United States District Court, E.D. Wisconsin

October 22, 2019



          J. P. Stadtmueller U.S. District Judge.

         Plaintiff, who is incarcerated at Waupun Correctional Institution (“Waupun”), filed a pro se complaint under 42 U.S.C. § 1983, alleging that his civil rights were violated. (Docket #1). This matter comes before the Court on Plaintiff's motion to proceed in forma pauperis. (Docket #2). Plaintiff has been assessed and paid an initial partial filing fee of $6.79. 28 U.S.C. § 1915(b)(4).

         The Court is required to screen complaints brought by prisoners seeking relief against a governmental entity or an officer or employee of a governmental entity. Id. § 1915A(a). The Court must dismiss a complaint or portion thereof if the prisoner has raised claims that are legally “frivolous or malicious, ” that fail to state a claim upon which relief may be granted, or that seek monetary relief from a defendant who is immune from such relief. Id. § 1915A(b). A claim is legally frivolous when it lacks an arguable basis either in law or in fact. Denton v. Hernandez, 504 U.S. 25, 31 (1992); Neitzke v. Williams, 490 U.S. 319, 325 (1989); Gladney v. Pendelton Corr. Facility, 302 F.3d 773, 774 (7th Cir. 2002). The Court may, therefore, dismiss a claim as frivolous where it is based on an indisputably meritless legal theory or where the factual contentions are clearly baseless. Neitzke, 490 U.S. at 327; Gladney, 302 F.3d at 774. “Malicious, ” although sometimes treated as a synonym for “frivolous, ” “is more usefully construed as intended to harass.” Lindell v. McCallum, 352 F.3d 1107, 1109 (7th Cir. 2003); Paul v. Marberry, 658 F.3d 702, 705 (7th Cir. 2011).
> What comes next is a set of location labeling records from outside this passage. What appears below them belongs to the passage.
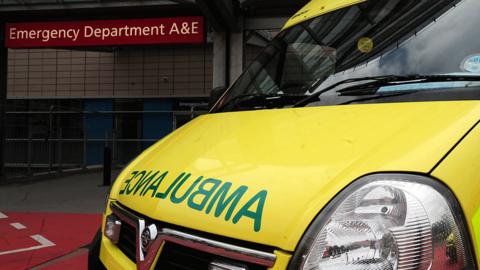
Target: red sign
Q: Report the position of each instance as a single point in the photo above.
(178, 30)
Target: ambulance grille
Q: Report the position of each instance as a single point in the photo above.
(177, 257)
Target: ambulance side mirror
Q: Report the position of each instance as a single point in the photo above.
(215, 94)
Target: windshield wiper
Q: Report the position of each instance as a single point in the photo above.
(262, 100)
(375, 82)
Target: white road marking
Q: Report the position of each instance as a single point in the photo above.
(44, 243)
(18, 226)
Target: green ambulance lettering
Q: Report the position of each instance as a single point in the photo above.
(205, 192)
(144, 181)
(173, 196)
(127, 182)
(223, 201)
(131, 187)
(154, 185)
(256, 215)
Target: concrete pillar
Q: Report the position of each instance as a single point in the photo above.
(236, 55)
(219, 59)
(3, 97)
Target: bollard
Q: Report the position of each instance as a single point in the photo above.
(107, 166)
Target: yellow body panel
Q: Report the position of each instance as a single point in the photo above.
(460, 171)
(316, 8)
(301, 157)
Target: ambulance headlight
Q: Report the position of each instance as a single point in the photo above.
(112, 228)
(388, 222)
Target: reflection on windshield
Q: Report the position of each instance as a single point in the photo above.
(377, 37)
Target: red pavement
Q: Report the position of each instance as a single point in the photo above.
(68, 233)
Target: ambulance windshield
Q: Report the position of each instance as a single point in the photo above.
(371, 39)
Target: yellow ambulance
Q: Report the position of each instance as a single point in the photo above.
(352, 142)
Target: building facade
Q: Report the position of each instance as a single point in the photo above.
(64, 105)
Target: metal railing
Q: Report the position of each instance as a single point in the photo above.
(54, 142)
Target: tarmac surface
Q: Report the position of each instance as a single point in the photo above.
(48, 224)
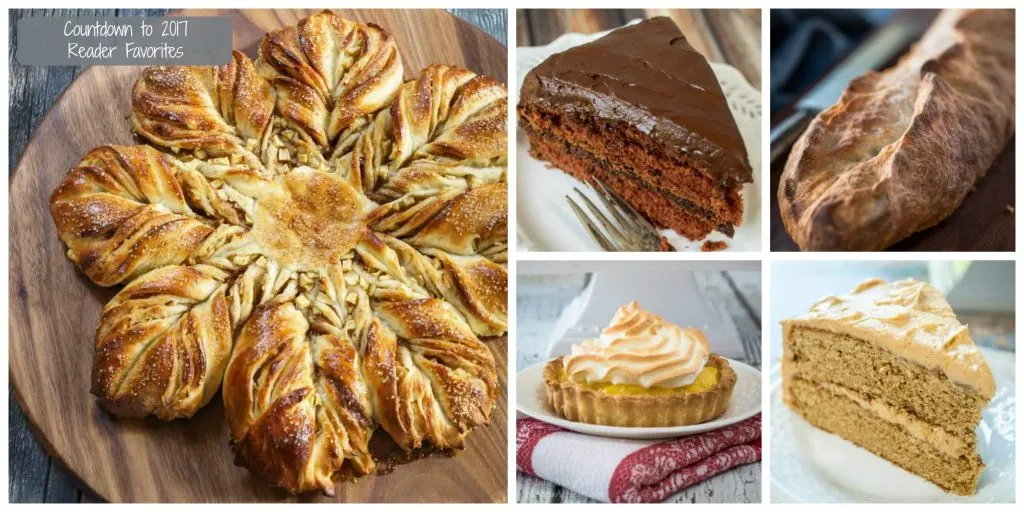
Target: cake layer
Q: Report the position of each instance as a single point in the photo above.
(840, 415)
(907, 317)
(649, 202)
(876, 373)
(648, 76)
(628, 150)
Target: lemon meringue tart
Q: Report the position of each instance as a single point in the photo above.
(641, 372)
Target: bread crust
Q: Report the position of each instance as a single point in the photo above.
(902, 147)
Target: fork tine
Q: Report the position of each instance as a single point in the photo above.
(640, 220)
(609, 227)
(615, 209)
(589, 224)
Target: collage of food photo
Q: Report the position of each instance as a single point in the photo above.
(511, 257)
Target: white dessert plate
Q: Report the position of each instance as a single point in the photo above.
(545, 221)
(531, 400)
(809, 465)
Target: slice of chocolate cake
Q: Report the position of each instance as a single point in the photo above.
(642, 111)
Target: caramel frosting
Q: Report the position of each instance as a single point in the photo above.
(908, 318)
(950, 444)
(641, 348)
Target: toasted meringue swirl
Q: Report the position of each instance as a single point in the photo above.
(642, 348)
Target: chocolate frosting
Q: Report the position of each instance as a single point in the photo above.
(647, 75)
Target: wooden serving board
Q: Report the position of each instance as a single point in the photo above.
(54, 310)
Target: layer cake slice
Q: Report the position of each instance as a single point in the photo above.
(889, 368)
(642, 111)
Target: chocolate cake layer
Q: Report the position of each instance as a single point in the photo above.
(679, 215)
(623, 150)
(647, 76)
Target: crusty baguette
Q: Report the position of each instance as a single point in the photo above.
(902, 147)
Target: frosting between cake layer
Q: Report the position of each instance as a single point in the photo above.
(647, 76)
(640, 348)
(906, 317)
(943, 441)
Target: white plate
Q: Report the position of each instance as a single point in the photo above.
(812, 466)
(545, 221)
(531, 400)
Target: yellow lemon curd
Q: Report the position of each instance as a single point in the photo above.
(705, 381)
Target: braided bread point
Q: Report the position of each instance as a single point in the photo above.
(475, 286)
(448, 114)
(205, 112)
(296, 403)
(331, 75)
(163, 343)
(122, 213)
(431, 380)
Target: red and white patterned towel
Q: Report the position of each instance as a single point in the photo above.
(628, 470)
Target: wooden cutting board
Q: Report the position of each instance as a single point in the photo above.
(54, 310)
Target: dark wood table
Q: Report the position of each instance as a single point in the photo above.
(983, 222)
(730, 36)
(33, 90)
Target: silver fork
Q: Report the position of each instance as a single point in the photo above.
(630, 231)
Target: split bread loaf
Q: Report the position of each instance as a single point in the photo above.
(902, 147)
         To state a cognizable claim under the federal notice pleading system, the plaintiff is required to provide a “short and plain statement of the claim showing that [he] is entitled to relief[.]” Fed.R.Civ.P. 8(a)(2). It is not necessary for the plaintiff to plead specific facts; his statement need only “‘give the defendant fair notice of what the. . .claim is and the grounds upon which it rests.'” Bell Atl. Corp. v. Twombly, 550 U.S. 544, 555 (2007) (quoting Conley v. Gibson, 355 U.S. 41, 47 (1957)); Christopher v. Buss, 384 F.3d 879, 881 (7th Cir. 2004). However, a complaint that offers “‘labels and conclusions'” or “‘formulaic recitation of the elements of a cause of action will not do.'” Ashcroft v. Iqbal, 556 U.S. 662, 678 (2009) (quoting Twombly, 550 U.S. at 555). To state a claim, a complaint must contain sufficient factual matter, accepted as true, “‘that is plausible on its face.'” Id. (quoting Twombly, 550 U.S. at 570). “A claim has facial plausibility when the plaintiff pleads factual content that allows the court to draw the reasonable inference that the defendant is liable for the misconduct alleged.” Id. The complaint allegations “must be enough to raise a right to relief above the speculative level.” Twombly, 550 U.S. at 555; Christopher, 384 F.3d at 881.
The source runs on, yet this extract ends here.